When warfarin therapy is started, there is a more rapid fall in the concentration of protein C than of the other vitamin-K-dependent procoagulant factors. The temporary hypercoagulable state which results is believed to lead to the development of WISN in susceptible individuals. The use of large loading doses of warfarin may exacerbate this effect and may have contributed to the development of WISN in case 2. Particularly at risk are those with an inherited deficiency of protein C2 or other impairment of the protein C pathway.6 7 There is in vitroevidence that an acquired deficiency of protein C or S may result from their inhibition by antiphospholipid antibodies.8 This might be a mechanism whereby antiphospholipid antibodies could predispose to WISN, although other mechanisms must also be operational to explain the occurrence of WISN without concomitant detectable protein C or S deficiency in our first two patients.

Learning points

  • antiphospholipid antibodies can predispose to the development of WISN

  • large swings in INR should be avoided during initiation of warfarin, especially in patients at risk of WISN and in those not receiving heparin

  • early diagnosis and treatment of WISN lessens the risk of permanent tissue damage, and early WISN must be distinguished from haematoma formation

A consequence of the growth in the number of indications for warfarin therapy is that many patients are started on warfarin as out-patients.
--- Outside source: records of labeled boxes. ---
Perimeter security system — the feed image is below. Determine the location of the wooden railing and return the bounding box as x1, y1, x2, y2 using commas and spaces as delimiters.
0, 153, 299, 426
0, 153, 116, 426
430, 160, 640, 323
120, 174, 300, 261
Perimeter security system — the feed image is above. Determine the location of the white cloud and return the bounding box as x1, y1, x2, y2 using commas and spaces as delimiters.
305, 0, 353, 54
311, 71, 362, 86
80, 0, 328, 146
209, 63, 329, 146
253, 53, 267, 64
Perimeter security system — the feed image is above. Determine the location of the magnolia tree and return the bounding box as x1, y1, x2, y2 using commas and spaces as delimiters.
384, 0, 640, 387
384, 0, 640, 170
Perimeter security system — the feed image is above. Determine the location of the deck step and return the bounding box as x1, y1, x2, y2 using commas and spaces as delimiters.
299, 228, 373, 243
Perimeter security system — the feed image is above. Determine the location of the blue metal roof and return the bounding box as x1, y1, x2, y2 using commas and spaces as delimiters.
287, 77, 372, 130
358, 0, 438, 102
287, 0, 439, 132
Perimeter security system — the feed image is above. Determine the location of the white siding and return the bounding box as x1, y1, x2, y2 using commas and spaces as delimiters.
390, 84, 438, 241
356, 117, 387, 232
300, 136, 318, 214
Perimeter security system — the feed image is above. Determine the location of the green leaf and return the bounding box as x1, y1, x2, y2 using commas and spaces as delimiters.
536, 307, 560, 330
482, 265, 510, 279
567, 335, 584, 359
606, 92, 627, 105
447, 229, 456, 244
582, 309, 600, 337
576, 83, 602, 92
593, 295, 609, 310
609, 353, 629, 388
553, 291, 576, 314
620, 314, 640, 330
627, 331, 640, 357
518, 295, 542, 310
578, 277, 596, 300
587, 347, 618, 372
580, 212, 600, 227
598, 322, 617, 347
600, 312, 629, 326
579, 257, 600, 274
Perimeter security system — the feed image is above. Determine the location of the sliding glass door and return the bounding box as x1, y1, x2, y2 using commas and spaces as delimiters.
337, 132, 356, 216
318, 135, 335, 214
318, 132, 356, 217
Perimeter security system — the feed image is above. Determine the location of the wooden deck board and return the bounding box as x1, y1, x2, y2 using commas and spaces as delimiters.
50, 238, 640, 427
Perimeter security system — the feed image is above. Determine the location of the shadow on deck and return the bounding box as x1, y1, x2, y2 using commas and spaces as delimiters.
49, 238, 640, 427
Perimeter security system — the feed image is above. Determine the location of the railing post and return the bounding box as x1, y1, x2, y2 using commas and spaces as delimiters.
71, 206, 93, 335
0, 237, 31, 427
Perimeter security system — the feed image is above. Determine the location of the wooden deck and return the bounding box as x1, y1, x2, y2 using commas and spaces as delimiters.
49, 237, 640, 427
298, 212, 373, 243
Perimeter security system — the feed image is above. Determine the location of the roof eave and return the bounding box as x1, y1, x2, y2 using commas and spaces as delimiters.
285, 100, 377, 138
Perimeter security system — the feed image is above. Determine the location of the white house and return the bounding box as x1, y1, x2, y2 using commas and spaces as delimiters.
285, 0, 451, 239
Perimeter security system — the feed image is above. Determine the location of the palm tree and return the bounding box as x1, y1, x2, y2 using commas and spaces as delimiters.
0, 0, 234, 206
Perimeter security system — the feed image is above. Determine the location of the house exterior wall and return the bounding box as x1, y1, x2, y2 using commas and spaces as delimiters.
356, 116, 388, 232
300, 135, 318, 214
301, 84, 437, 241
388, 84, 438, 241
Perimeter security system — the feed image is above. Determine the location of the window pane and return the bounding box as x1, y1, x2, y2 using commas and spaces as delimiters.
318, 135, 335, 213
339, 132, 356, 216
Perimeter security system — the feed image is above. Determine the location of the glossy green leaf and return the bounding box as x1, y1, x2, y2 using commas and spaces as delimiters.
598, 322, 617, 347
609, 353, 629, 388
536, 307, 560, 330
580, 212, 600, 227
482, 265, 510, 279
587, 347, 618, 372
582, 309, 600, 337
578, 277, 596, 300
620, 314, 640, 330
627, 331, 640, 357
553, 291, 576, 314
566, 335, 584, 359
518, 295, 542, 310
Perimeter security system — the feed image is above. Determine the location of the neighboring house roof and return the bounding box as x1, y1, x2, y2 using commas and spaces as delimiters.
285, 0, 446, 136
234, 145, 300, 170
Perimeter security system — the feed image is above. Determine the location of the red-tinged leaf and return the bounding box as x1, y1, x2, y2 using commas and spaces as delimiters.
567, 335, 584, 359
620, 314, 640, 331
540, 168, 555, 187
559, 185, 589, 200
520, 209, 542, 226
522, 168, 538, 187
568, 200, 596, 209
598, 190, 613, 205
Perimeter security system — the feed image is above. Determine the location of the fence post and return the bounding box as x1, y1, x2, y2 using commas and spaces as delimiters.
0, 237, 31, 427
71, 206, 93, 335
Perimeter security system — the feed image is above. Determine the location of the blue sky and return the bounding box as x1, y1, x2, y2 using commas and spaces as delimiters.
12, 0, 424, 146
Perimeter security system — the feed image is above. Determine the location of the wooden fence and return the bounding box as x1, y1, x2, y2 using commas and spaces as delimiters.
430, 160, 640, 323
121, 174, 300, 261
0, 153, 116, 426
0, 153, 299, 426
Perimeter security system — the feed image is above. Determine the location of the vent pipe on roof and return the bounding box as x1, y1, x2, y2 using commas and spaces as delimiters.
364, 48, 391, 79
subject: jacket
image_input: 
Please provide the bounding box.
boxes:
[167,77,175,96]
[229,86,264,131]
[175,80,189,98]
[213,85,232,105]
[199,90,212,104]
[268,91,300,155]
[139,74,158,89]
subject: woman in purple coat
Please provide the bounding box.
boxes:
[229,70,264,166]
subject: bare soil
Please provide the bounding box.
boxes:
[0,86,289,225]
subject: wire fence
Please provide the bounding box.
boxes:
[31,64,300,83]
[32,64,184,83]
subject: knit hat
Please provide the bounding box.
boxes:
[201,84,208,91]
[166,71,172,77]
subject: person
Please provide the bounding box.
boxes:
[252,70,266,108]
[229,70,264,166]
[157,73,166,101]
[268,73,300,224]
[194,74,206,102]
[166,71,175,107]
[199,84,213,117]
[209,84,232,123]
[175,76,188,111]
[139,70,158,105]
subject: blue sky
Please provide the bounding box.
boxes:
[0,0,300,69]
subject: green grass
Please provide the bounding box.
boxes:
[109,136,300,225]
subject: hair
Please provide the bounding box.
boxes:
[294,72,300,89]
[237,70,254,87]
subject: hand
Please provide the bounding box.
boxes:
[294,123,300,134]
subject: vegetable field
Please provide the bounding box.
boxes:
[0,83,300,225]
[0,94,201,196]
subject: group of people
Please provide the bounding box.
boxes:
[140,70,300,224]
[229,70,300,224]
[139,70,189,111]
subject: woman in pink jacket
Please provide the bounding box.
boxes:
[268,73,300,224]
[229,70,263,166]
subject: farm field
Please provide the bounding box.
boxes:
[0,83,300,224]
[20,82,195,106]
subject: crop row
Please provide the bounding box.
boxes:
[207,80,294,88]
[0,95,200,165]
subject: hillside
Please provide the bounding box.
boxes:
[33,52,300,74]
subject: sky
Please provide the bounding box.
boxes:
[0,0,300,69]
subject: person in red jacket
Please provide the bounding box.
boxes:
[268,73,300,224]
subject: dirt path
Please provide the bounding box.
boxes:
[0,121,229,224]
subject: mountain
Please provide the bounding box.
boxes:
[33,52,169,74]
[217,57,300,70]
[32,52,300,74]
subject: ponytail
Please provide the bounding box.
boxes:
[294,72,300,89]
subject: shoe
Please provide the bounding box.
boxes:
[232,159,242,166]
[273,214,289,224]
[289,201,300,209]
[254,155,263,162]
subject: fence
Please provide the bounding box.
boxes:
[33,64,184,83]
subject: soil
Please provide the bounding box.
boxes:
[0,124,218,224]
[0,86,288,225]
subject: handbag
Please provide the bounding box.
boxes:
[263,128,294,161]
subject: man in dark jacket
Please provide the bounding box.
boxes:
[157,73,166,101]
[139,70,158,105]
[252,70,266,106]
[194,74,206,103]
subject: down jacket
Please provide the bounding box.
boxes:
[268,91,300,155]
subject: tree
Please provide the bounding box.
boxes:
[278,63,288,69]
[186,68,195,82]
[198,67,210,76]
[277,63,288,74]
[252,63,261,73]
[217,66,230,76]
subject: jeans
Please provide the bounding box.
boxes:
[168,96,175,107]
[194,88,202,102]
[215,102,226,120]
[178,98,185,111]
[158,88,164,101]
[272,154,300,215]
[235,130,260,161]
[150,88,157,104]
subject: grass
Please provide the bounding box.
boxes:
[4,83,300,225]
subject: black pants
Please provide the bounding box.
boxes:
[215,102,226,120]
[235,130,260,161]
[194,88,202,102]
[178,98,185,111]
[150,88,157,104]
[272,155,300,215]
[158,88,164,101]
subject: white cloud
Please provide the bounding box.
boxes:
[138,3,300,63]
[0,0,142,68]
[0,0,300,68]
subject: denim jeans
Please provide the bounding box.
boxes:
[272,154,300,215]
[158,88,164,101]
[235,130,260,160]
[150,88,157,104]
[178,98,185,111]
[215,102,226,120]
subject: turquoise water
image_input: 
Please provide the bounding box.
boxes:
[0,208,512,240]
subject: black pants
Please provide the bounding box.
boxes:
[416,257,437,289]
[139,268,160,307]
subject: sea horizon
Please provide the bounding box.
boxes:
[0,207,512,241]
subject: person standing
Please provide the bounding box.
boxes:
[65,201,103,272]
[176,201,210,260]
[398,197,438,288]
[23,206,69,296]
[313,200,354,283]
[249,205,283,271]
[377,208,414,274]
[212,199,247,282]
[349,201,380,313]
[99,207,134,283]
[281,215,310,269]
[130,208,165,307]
Protocols for the commencement of warfarin such as that of Fennertyet al 9 aim to achieve a therapeutic INR within 3–4 days and were written for the treatment of acute thrombo-embolism, rather than for prophylaxis. We are concerned that such rapid warfarinisation in the out-patient setting without concomitant heparinisation may put some patients, such as those with undetected thrombophilic abnormalities, at risk of WISN. We agree with the suggestion10 that a more gradual approach, using low-dose warfarin and aiming to achieve a therapeutic INR in 10–12 days would lessen this risk without compromising the treatment of patients who are being electively anticoagulated. Patients known to be at risk of WISN (those with a previous episode, protein C or S deficiency and, our data suggest, antiphospholipid antibodies) should also be warfarinised in this gradual way, and consideration should be given in their case to therapeutic anticoagulation with heparin from the time of commencement of the warfarin until the achievement of an INR within the target range. Our third case demonstrates that, if WISN does occur, prompt initiation of remedial therapy may prevent the development of permanent tissue damage. Initial appearances may mimic those of a haematoma (a much more common complication of warfarin therapy) and a high index of suspicion is needed.